I am using the below function to compute the Hurwitz zeta function from Riemann zeta function. But I am not getting the correct results when compared with the value of Wolfram alpha Hurwitz zeta function. I am suspecting some issues with floating point errors but not sure. Can someone help me out with the explanation?

function h=hzeta(s,q)

z = zeta(s)

h = z - sum((1:(q-1)).^(-s));

where $q=1-500$ and $s=1-7.$

Thanks,

  • 1
    Your results are wrong because you misinterpret the Hurwitz zeta function. It's definition is as follows: $\zeta(s,\nu)=\sum_{n=0}^\infty\frac1{(n+\nu)^s}$ From here, one can derive the following: $\zeta(s,\nu)=\zeta(s)+\sum_{n=0}^\infty\frac1{(n+\nu)^s}-\frac1{n^s}$ which converges for \Re(s)>0 and $-\nu\notin\mathbb N$.2017-05-27

2 Answers 2

3

I don't recognize the equation you are using for the Hurwitz-zeta function. The summation form is

$\zeta (\nu,u)=\sum_{n=0}^\infty(n+u)^{-\nu} \ \ \ \ \nu>1$

and the integral form is

$\zeta (\nu,u)=\frac{1}{\Gamma(\nu)}\int_0^\infty \frac{t^{\nu-1}e^{-ut}}{1-e^{-t}} dt$

In my own Matlab function I chose the integral form because the summation is notoriously slow to converge.

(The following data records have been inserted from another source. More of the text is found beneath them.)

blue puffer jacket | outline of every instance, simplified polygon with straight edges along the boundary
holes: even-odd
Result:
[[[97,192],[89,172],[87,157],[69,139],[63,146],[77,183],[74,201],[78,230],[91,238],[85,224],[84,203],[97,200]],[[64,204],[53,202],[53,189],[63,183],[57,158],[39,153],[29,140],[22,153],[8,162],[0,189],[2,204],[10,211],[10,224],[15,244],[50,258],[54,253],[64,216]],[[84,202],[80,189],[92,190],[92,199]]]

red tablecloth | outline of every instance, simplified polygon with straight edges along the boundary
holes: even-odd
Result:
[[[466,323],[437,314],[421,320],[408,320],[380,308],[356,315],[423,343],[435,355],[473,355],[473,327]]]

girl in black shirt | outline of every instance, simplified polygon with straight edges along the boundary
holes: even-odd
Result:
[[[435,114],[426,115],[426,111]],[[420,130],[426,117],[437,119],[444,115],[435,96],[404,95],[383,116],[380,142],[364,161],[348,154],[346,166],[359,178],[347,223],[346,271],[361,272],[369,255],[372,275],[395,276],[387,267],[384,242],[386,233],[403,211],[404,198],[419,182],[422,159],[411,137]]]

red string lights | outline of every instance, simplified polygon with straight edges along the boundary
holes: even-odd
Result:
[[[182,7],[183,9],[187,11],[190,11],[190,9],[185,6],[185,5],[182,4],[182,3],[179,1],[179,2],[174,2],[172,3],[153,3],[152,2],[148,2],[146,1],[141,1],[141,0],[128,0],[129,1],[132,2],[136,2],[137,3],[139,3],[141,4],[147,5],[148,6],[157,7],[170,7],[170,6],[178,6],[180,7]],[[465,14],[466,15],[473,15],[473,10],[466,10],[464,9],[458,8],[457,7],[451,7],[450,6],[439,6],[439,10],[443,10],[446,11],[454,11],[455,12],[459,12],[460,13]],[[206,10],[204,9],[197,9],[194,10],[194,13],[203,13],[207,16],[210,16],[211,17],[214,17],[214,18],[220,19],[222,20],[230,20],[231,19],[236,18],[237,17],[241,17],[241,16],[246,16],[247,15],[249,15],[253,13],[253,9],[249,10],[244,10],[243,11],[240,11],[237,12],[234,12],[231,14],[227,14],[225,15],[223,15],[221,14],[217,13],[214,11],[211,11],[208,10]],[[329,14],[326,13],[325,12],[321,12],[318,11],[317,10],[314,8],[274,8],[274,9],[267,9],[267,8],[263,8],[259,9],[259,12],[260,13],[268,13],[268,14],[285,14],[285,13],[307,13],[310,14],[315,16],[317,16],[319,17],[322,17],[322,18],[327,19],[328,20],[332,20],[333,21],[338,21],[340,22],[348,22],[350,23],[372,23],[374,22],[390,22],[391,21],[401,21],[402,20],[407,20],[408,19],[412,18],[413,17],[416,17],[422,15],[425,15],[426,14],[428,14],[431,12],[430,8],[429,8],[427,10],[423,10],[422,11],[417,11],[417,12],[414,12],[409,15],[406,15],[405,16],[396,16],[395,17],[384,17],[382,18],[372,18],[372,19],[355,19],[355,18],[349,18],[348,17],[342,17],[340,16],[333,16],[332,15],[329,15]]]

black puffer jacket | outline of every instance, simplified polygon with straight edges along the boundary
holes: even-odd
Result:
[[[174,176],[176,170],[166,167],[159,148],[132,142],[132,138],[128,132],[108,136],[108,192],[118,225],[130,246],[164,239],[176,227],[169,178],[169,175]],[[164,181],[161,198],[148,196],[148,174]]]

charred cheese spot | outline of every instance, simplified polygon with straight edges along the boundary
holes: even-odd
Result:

Reference: K. Oldham, J. Myland, & J. Spanier, An Atlas of Functions, $2^{nd}$ Edition, Ch. 64, Springer.

2

It's rather hard to explain your results if you don't say what your results are. For example $\zeta(2) = 1.644934067$ while $\zeta(2,3) = .3949340668 = \zeta(2) - (1/1^2 + 1/2^2)$. What do you get?